At a recent DevOps test automation conference, a participant in a panel discussion suddenly interrupted himself...
and looked out at the audience. "How many of your companies have a shadow IT?" A few hands tentatively went up, and he explained further: "How many of you have people outside of IT, in the functional groups, manufacturing, marketing, accounting, who are constantly doing unexpected things with your applications? Are they using them for different purposes, entering nontraditional data, even writing their own add-ons to do more analysis with the results?"
More hands went up, as people understood the phrase. "You want to engage these people," he continued. "They are the ones who can make your applications better. And you may even want to hire the best of them for your team."

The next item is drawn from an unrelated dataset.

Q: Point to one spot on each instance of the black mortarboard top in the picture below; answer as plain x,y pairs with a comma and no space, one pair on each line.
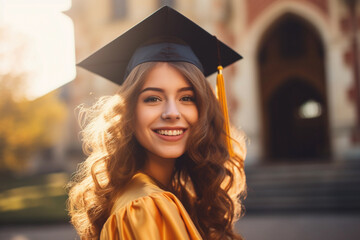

And, in fact, what is old is new again. Amidst a wave of DevOps test automation among traditional and Agile teams that removes the human tester from the process, forward-thinking groups are rediscovering the value of the domain expert who is interested in computing.
As testing struggled to become faster and more efficient in recent years, testers have increasingly turned to test automation -- the ability to record tests and play them over and over again during the development and delivery process, with little or no tester intervention. Even today, DevOps test automation continues to hold the promise of faster, more complete and more consistent testing.
But despite being at perhaps the height of its popularity and capability, DevOps test automation has plenty of problems with which to contend. First, it requires skills in scripting and script maintenance that are not widely available in the testing community, even today. This is especially true for specialized automation tools used for automated testing on SaaS applications. Companies are scouring the internet looking for proven automation skills in testers, and they're not being very successful at it. Second, DevOps test automation typically uses ways to identify buttons and other user interface controls that can change during the course of development, requiring either rerecording or manual changes to scripts.
And automation doesn't address the fact that tests have to be designed and recorded to begin with. Further, while automated tests are an essential part of the smoke testing of new builds, no matter how often you build, you will rarely run your entire test suite as a part of smoke testing. Many tests don't need to be run more than once or twice.
More important, DevOps test automation just looks at the user interface controls and responses. In the vast majority of applications, testing is much more than that. Testers typically also look at programming interfaces, unit tests and integrations as a part of deployment. DevOps test automation typically has difficulty getting under the hood of an application.
And last, automation can lull teams into a false sense of security. Looking at the results from automated testing runs may not be an accurate reflection of the overall health of a project. The test data and statistics may not provide a complete picture of the quality or readiness of the software product under development. That has to be supplemented by testers and domain experts working with the product itself.
Automation and domain expertise coexist
None of this means DevOps test automation doesn't have an important role in testing practice. Automation is critical to improving speed and creating reliability in testing. But it's not the all-consuming role that many envisioned when we started down this path several years ago. It can accelerate many aspects of testing, but not without cost. The upfront and maintenance effort for automated test scripts can be significant, and the results are less than ideal. And it doesn't look at every aspect that human testers do.
That's why there is an important role for domain expertise, even if those people aren't professional testers. They stress an application in ways that no one on the DevOps team could think of doing. And it turns out that DevOps test automation teams are recognizing this capability and are starting to rely on it for their own work.
There was a time when domain expert testers looked like they were going the way of the dinosaur. If this sounds like you, you may be hearing from one or more of your DevOps teams in the near future. In addition to wanting your feedback, they may have a job offer for you.